All of these bugs require immediate, urgent action, and should be reported to the os/software maintainers asap, probably in private or semi-private channels to allow vulnerable systems to be patched prior to full public disclosure. The most serious bug possible is a bug which exploits the network stack of a machine that is not even running public services and allows arbitrary code to be run as the hostowner. The least serious bug in this category is remotely crashing a service such as ftpd which is not run by most users with publicly accessible machines. Any bug in this category needs a patch immediately, even if it is an ugly temporary hack.


These bugs are serious, but because they cannot be triggered remotely by completely untrusted parties, much less so. They should be patched, with a temporary fix if necessary, but they are not a cause for pulling the emergency eject. Once a user has an account on a box, it is generally hoped they will not behave maliciously, because forkbombs and memory exhaustion are always trivial to execute and very difficult to mitigate. Exploitation with non-arbitrary code means using an application to perform undesired tasks like read/write files which are not part of its intended operation. An example of a vital system service is a disk fileserver or ndb/cs.

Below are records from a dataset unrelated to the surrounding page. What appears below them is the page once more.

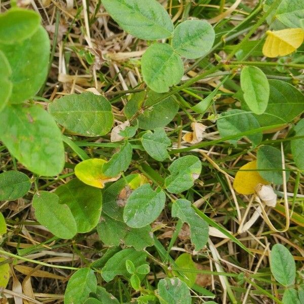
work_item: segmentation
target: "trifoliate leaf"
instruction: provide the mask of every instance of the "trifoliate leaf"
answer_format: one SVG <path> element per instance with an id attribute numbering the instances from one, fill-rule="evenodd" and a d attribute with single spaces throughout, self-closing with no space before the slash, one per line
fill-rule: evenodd
<path id="1" fill-rule="evenodd" d="M 141 143 L 147 153 L 157 161 L 162 162 L 169 158 L 167 148 L 171 142 L 162 128 L 156 129 L 154 133 L 145 133 Z"/>
<path id="2" fill-rule="evenodd" d="M 171 175 L 165 181 L 171 193 L 180 193 L 194 184 L 202 171 L 202 163 L 196 156 L 187 155 L 174 161 L 168 168 Z"/>
<path id="3" fill-rule="evenodd" d="M 81 162 L 75 167 L 75 175 L 87 185 L 102 188 L 106 182 L 115 181 L 120 177 L 120 174 L 111 178 L 103 173 L 103 166 L 106 162 L 101 159 L 91 159 Z"/>
<path id="4" fill-rule="evenodd" d="M 255 114 L 265 111 L 269 99 L 269 83 L 263 71 L 255 66 L 245 66 L 241 73 L 241 87 L 248 107 Z"/>
<path id="5" fill-rule="evenodd" d="M 156 43 L 147 49 L 141 58 L 141 72 L 150 89 L 165 93 L 181 80 L 183 64 L 170 45 Z"/>
<path id="6" fill-rule="evenodd" d="M 186 200 L 177 200 L 172 205 L 172 216 L 178 217 L 190 226 L 192 242 L 196 251 L 200 250 L 207 243 L 209 236 L 209 225 L 198 215 Z"/>

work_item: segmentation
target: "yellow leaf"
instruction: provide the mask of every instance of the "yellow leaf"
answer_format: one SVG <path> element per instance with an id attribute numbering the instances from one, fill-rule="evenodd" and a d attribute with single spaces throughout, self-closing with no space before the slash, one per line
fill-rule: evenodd
<path id="1" fill-rule="evenodd" d="M 102 172 L 102 167 L 106 163 L 106 161 L 101 159 L 91 159 L 84 161 L 75 167 L 75 175 L 87 185 L 102 188 L 106 182 L 117 180 L 121 176 L 119 174 L 115 177 L 110 178 L 105 175 Z"/>
<path id="2" fill-rule="evenodd" d="M 0 257 L 0 263 L 6 261 L 5 257 Z M 0 287 L 5 288 L 10 280 L 10 265 L 8 263 L 0 265 Z"/>
<path id="3" fill-rule="evenodd" d="M 233 187 L 241 194 L 252 194 L 254 193 L 254 189 L 258 184 L 268 184 L 256 170 L 256 161 L 253 161 L 244 165 L 237 172 Z"/>
<path id="4" fill-rule="evenodd" d="M 285 28 L 266 32 L 267 38 L 263 54 L 268 57 L 285 56 L 294 52 L 303 43 L 304 30 L 301 28 Z"/>

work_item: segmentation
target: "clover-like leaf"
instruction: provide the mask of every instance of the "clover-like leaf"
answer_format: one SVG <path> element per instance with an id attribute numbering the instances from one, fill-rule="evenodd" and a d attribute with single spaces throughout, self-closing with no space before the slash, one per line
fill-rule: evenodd
<path id="1" fill-rule="evenodd" d="M 164 7 L 156 0 L 101 0 L 110 16 L 135 37 L 158 40 L 171 36 L 173 24 Z"/>
<path id="2" fill-rule="evenodd" d="M 106 282 L 110 282 L 118 275 L 129 278 L 131 275 L 126 268 L 126 261 L 132 261 L 137 268 L 146 263 L 146 257 L 147 254 L 143 251 L 136 251 L 133 248 L 123 249 L 114 254 L 107 261 L 102 269 L 101 276 Z"/>
<path id="3" fill-rule="evenodd" d="M 267 77 L 256 66 L 245 66 L 241 73 L 241 87 L 248 107 L 255 114 L 265 111 L 269 99 L 270 88 Z"/>
<path id="4" fill-rule="evenodd" d="M 181 80 L 183 64 L 172 47 L 156 43 L 147 49 L 141 58 L 141 72 L 149 88 L 158 93 L 165 93 Z"/>
<path id="5" fill-rule="evenodd" d="M 35 194 L 32 206 L 38 221 L 54 235 L 64 239 L 71 239 L 77 233 L 76 222 L 68 207 L 59 204 L 54 193 L 41 191 Z"/>
<path id="6" fill-rule="evenodd" d="M 154 221 L 164 209 L 166 195 L 144 184 L 131 194 L 124 210 L 124 221 L 132 228 L 141 228 Z"/>
<path id="7" fill-rule="evenodd" d="M 85 233 L 96 226 L 102 206 L 102 195 L 99 189 L 74 178 L 59 186 L 55 194 L 59 197 L 60 203 L 67 205 L 70 209 L 78 232 Z"/>
<path id="8" fill-rule="evenodd" d="M 48 110 L 67 130 L 86 136 L 101 136 L 111 130 L 113 118 L 111 104 L 104 97 L 85 92 L 55 99 Z"/>
<path id="9" fill-rule="evenodd" d="M 165 181 L 167 189 L 171 193 L 180 193 L 193 186 L 201 174 L 202 163 L 196 156 L 187 155 L 174 161 L 168 170 L 171 175 Z"/>
<path id="10" fill-rule="evenodd" d="M 125 223 L 113 219 L 103 213 L 97 225 L 100 240 L 107 246 L 121 244 L 142 250 L 154 244 L 152 230 L 149 225 L 142 228 L 130 228 Z"/>
<path id="11" fill-rule="evenodd" d="M 295 262 L 289 250 L 281 244 L 276 244 L 271 249 L 270 269 L 279 283 L 284 286 L 294 283 Z"/>
<path id="12" fill-rule="evenodd" d="M 1 16 L 1 15 L 0 15 Z M 13 84 L 10 80 L 12 69 L 4 54 L 0 51 L 0 112 L 8 103 L 13 89 Z"/>
<path id="13" fill-rule="evenodd" d="M 52 116 L 40 106 L 6 107 L 0 112 L 0 139 L 12 155 L 37 174 L 52 176 L 63 169 L 61 133 Z"/>
<path id="14" fill-rule="evenodd" d="M 91 292 L 95 292 L 96 277 L 89 268 L 78 270 L 69 279 L 64 293 L 64 304 L 83 304 Z"/>
<path id="15" fill-rule="evenodd" d="M 107 187 L 103 193 L 102 211 L 107 215 L 124 221 L 124 207 L 133 191 L 148 180 L 139 174 L 130 174 Z"/>
<path id="16" fill-rule="evenodd" d="M 189 201 L 177 200 L 173 205 L 172 216 L 178 217 L 190 226 L 191 241 L 196 251 L 200 250 L 207 243 L 209 236 L 209 225 L 198 215 L 191 207 Z"/>
<path id="17" fill-rule="evenodd" d="M 126 142 L 119 151 L 115 153 L 111 159 L 103 165 L 103 173 L 109 177 L 116 177 L 129 168 L 131 160 L 132 146 Z"/>
<path id="18" fill-rule="evenodd" d="M 11 170 L 0 174 L 0 201 L 14 201 L 30 189 L 30 180 L 24 173 Z"/>
<path id="19" fill-rule="evenodd" d="M 172 46 L 175 52 L 189 59 L 198 58 L 211 49 L 215 33 L 205 20 L 186 20 L 174 29 Z"/>
<path id="20" fill-rule="evenodd" d="M 269 183 L 259 174 L 256 168 L 256 161 L 252 161 L 242 166 L 237 172 L 233 187 L 241 194 L 252 194 L 258 184 Z"/>
<path id="21" fill-rule="evenodd" d="M 44 83 L 48 74 L 50 40 L 41 25 L 28 39 L 12 45 L 0 42 L 0 51 L 12 69 L 13 84 L 10 103 L 20 103 L 32 97 Z"/>
<path id="22" fill-rule="evenodd" d="M 239 133 L 258 129 L 260 125 L 252 114 L 239 109 L 229 110 L 221 113 L 217 121 L 218 132 L 221 137 L 225 137 Z M 255 145 L 257 145 L 262 138 L 260 132 L 247 136 Z M 236 145 L 242 137 L 229 140 Z"/>
<path id="23" fill-rule="evenodd" d="M 156 129 L 154 133 L 145 133 L 141 143 L 147 153 L 157 161 L 162 162 L 169 158 L 167 148 L 171 142 L 162 128 Z"/>
<path id="24" fill-rule="evenodd" d="M 13 44 L 29 38 L 38 29 L 39 14 L 14 8 L 0 15 L 0 43 Z"/>
<path id="25" fill-rule="evenodd" d="M 288 83 L 271 79 L 270 94 L 263 114 L 254 115 L 260 126 L 288 123 L 304 110 L 304 95 Z"/>
<path id="26" fill-rule="evenodd" d="M 157 286 L 161 304 L 191 304 L 191 295 L 184 282 L 177 278 L 165 278 Z"/>
<path id="27" fill-rule="evenodd" d="M 154 130 L 167 126 L 177 113 L 179 106 L 173 97 L 163 99 L 164 95 L 151 90 L 146 94 L 143 92 L 133 94 L 124 109 L 125 115 L 131 119 L 144 103 L 149 107 L 137 117 L 139 128 Z"/>
<path id="28" fill-rule="evenodd" d="M 270 182 L 283 183 L 281 151 L 272 146 L 263 145 L 257 153 L 257 167 L 260 175 Z M 264 171 L 265 170 L 265 171 Z M 286 172 L 287 178 L 289 172 Z"/>

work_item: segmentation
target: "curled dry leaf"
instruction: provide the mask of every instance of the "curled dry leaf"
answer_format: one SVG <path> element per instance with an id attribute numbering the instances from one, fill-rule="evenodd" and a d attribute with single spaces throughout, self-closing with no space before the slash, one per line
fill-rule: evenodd
<path id="1" fill-rule="evenodd" d="M 202 141 L 203 134 L 205 133 L 207 126 L 200 123 L 192 123 L 191 128 L 193 132 L 185 134 L 182 137 L 182 139 L 192 144 Z"/>
<path id="2" fill-rule="evenodd" d="M 199 270 L 207 270 L 210 271 L 210 267 L 201 265 L 198 263 L 195 263 L 197 269 Z M 205 274 L 198 274 L 197 278 L 195 281 L 196 284 L 202 286 L 202 287 L 206 287 L 210 286 L 211 285 L 212 279 L 210 275 L 206 275 Z"/>
<path id="3" fill-rule="evenodd" d="M 277 195 L 275 193 L 271 186 L 258 184 L 255 187 L 255 192 L 258 197 L 267 206 L 273 207 L 276 207 Z"/>
<path id="4" fill-rule="evenodd" d="M 130 122 L 129 121 L 127 121 L 123 124 L 116 126 L 116 127 L 114 127 L 111 132 L 111 141 L 112 142 L 115 142 L 116 141 L 121 141 L 122 140 L 123 140 L 124 137 L 122 136 L 119 133 L 121 131 L 125 130 L 127 127 L 130 127 Z"/>

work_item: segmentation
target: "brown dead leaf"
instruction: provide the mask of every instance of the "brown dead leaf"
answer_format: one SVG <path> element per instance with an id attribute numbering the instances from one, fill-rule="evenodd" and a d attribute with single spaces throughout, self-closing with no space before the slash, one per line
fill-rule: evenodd
<path id="1" fill-rule="evenodd" d="M 125 121 L 124 123 L 114 127 L 111 132 L 111 141 L 115 142 L 116 141 L 121 141 L 123 140 L 124 137 L 120 135 L 119 132 L 123 131 L 130 126 L 130 122 L 129 121 Z"/>
<path id="2" fill-rule="evenodd" d="M 182 139 L 192 144 L 198 143 L 203 140 L 203 134 L 205 133 L 207 127 L 200 123 L 192 123 L 191 128 L 193 131 L 185 134 Z"/>
<path id="3" fill-rule="evenodd" d="M 199 270 L 210 270 L 210 267 L 201 265 L 198 263 L 195 263 L 196 267 Z M 198 274 L 195 281 L 196 284 L 203 287 L 210 286 L 211 285 L 211 276 L 210 275 L 205 275 L 204 274 Z"/>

These bugs are important, but do not require urgent patches. It is worth the time to make a careful patch suitable for permanent inclusion in the application or os. An example of kernel misbehavior would be a memory leak which grows slowly over a matter of weeks or which results in significantly degraded performance. Out of spec application behavior means it conflicts with the documentation or general standards of program behavior.


These bugs need to be fixed, but they do not render the application unusable. A memory leak which grows slowly, improperly handling error conditions which do not usually occur, thrashing the disk more than is necessary, or taking way too long to execute a simple task are bugs in this category. This category of bug is often found in applications with overall code quality problems and it may be worth the time to rework the problematic sections rather than simply patching the immediate bug.


These types of bugs are minor in comparison with more serious bugs. They may be worth addressing, but the risks of introducing new bugs while rewriting code should be taken into account. In addition, when there are known unfixed bugs which are more serious, addressing other issues may be a better use of time.